Я осталась с Рапопортом, но наши отношения с Константином Наумовичем не прекратились. Просто мы «ушли в глубокое подполье». Это ужасно. Ведь любовь — не только физическая близость, люди хотят быть на виду, иметь общих друзей, не хотят таиться. А у нас и друзья какие‑то подпольные были.

Я, помню, ехала в трамвае, смотрела на прохожих и думала: «Боже, какие они счастливые! Вот они спокойно идут вдвоем под ручку, могут никого не стесняться, им не надо скрываться».

Получалось так: я живу с человеком, которого жалею, но не люблю, и с человеком, которого люблю, но не могу пожалеть, проявить все женские качества жены, хозяйки, подруги. И все силы я тратила на то, чтобы облегчить Рапопорту страдания. Великолепный хирург профессор Андросов сделал ему операцию и сказал: «Я надеюсь, два — три года он протянет».

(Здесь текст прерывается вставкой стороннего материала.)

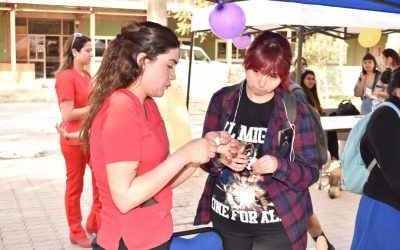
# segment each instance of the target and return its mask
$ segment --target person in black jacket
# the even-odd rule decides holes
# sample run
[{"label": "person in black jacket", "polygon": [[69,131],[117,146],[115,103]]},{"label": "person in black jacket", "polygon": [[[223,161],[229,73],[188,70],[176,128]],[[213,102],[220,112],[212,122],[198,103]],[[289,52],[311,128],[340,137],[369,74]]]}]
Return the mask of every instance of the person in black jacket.
[{"label": "person in black jacket", "polygon": [[[305,70],[300,78],[300,86],[304,89],[304,93],[307,96],[308,103],[319,113],[320,116],[326,116],[326,112],[321,106],[319,101],[317,82],[315,78],[315,73],[312,70]],[[329,114],[330,116],[336,116],[336,112]],[[331,160],[335,161],[339,159],[339,144],[338,138],[335,131],[327,132],[328,139],[328,150],[331,156]]]},{"label": "person in black jacket", "polygon": [[[400,109],[400,71],[389,83],[389,98]],[[357,211],[352,250],[398,249],[400,246],[400,117],[383,106],[372,113],[360,143],[368,166],[377,164],[365,183]]]},{"label": "person in black jacket", "polygon": [[[312,102],[309,102],[309,89],[307,86],[304,84],[304,75],[308,72],[312,72],[312,75],[314,76],[314,81],[315,81],[315,75],[314,72],[311,70],[305,70],[304,73],[302,74],[301,77],[301,85],[295,83],[294,81],[290,80],[289,81],[289,86],[292,90],[293,95],[301,102],[303,103],[310,103],[311,106],[315,107]],[[307,94],[306,94],[307,93]],[[319,104],[319,99],[318,99],[318,94],[316,90],[316,85],[314,82],[314,91],[315,96],[318,100],[318,106],[320,109],[315,107],[315,109],[318,111],[318,113],[322,114],[322,108],[321,105]],[[320,112],[321,111],[321,112]],[[337,142],[337,137],[336,137],[336,142]],[[311,197],[309,199],[309,202],[312,203]],[[315,212],[313,211],[312,214],[308,217],[307,221],[307,232],[310,234],[310,236],[314,239],[315,245],[316,245],[316,250],[322,250],[322,249],[327,249],[327,250],[335,250],[335,247],[332,245],[331,242],[329,242],[328,238],[325,236],[324,231],[322,230],[322,226],[319,222],[319,219]]]}]

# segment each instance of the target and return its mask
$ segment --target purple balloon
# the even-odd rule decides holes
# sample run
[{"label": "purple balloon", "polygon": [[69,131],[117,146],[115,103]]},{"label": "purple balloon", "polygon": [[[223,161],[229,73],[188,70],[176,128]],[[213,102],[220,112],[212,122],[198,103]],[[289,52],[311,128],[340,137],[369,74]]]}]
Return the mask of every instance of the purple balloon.
[{"label": "purple balloon", "polygon": [[251,35],[243,35],[232,39],[233,45],[238,49],[245,49],[251,43]]},{"label": "purple balloon", "polygon": [[236,3],[218,3],[208,17],[211,31],[222,39],[240,36],[246,27],[246,16]]}]

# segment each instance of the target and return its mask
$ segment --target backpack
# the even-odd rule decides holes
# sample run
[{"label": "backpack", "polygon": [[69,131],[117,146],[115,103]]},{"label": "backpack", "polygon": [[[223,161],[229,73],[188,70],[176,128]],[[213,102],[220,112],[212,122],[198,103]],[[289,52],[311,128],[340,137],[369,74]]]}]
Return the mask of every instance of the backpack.
[{"label": "backpack", "polygon": [[221,233],[212,227],[202,227],[172,234],[170,250],[224,249]]},{"label": "backpack", "polygon": [[336,113],[340,116],[359,115],[360,111],[358,111],[356,106],[354,106],[349,99],[346,99],[339,103]]},{"label": "backpack", "polygon": [[[283,101],[286,106],[288,120],[291,124],[294,124],[297,113],[297,99],[293,95],[283,92]],[[309,103],[304,104],[308,107],[312,120],[314,121],[314,133],[317,140],[317,161],[318,166],[322,167],[328,161],[328,146],[325,140],[324,129],[321,124],[321,118],[319,113]]]},{"label": "backpack", "polygon": [[[400,110],[396,105],[390,102],[383,102],[379,107],[382,106],[391,107],[397,112],[400,118]],[[345,190],[356,194],[361,194],[363,192],[364,184],[367,182],[369,173],[375,165],[378,165],[379,167],[375,158],[368,166],[366,166],[361,158],[360,152],[361,138],[365,133],[371,115],[372,112],[361,118],[361,120],[359,120],[351,129],[343,153],[340,157]]]}]

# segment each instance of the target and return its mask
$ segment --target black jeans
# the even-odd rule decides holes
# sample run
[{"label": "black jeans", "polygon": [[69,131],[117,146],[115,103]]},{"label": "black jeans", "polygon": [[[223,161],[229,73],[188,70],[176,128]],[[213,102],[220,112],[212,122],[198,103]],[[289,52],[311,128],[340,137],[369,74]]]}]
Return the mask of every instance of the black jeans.
[{"label": "black jeans", "polygon": [[[168,250],[169,244],[170,244],[170,242],[167,241],[167,242],[159,245],[158,247],[152,248],[151,250]],[[97,237],[95,237],[92,241],[92,248],[93,248],[93,250],[106,250],[106,249],[102,248],[99,244],[97,244]],[[122,237],[119,240],[118,250],[128,250]]]},{"label": "black jeans", "polygon": [[[336,112],[332,112],[329,116],[336,116],[336,115],[337,115]],[[329,154],[331,155],[331,160],[333,160],[333,158],[339,160],[339,143],[336,131],[328,131],[326,133],[326,136],[328,138],[328,151]]]},{"label": "black jeans", "polygon": [[225,250],[291,250],[286,233],[277,235],[240,236],[221,232]]}]

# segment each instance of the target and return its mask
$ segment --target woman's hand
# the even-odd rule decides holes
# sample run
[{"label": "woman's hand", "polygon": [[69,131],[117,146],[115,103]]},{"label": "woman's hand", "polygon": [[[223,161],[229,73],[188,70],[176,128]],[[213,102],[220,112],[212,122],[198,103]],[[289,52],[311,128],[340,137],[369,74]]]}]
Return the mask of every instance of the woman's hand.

А Воинов в это время берет чемодан, укладывает вещи, плачет вместе с женой и дочкой, а затем с этим чемоданом приходит в какую‑то замызганную чужую комнату в коммунальной квартире где‑то за Казанским вокзалом.

Я приходила в эту чужую комнату, с чужими запахами, с чужой поломанной мебелью, готовила обеды, потом уходила обратно, он скандалил, не отпускал меня, называл предательницей.

Однажды под Новый год я прибежала к нему с вкусной едой. Он уже был изрядно пьян. Я хочу пробиться к его сознанию, приласкать его, успокоить. Подвожу часы, и мы встречаем Новый год за два часа до его начала. Потом опрометью бегу назад, рискуя попасть под машину. Сердце мое обливается кровью. Я не знаю, как оно не разорвалось от моей чудовищной лжи и тоски!

Прибегаю к Рапопорту. Он тоже смотрит на меня с болью и укоризной. Я снова готовлю какие‑то вкусные вещи, стараюсь улыбаться, у меня это плохо получается.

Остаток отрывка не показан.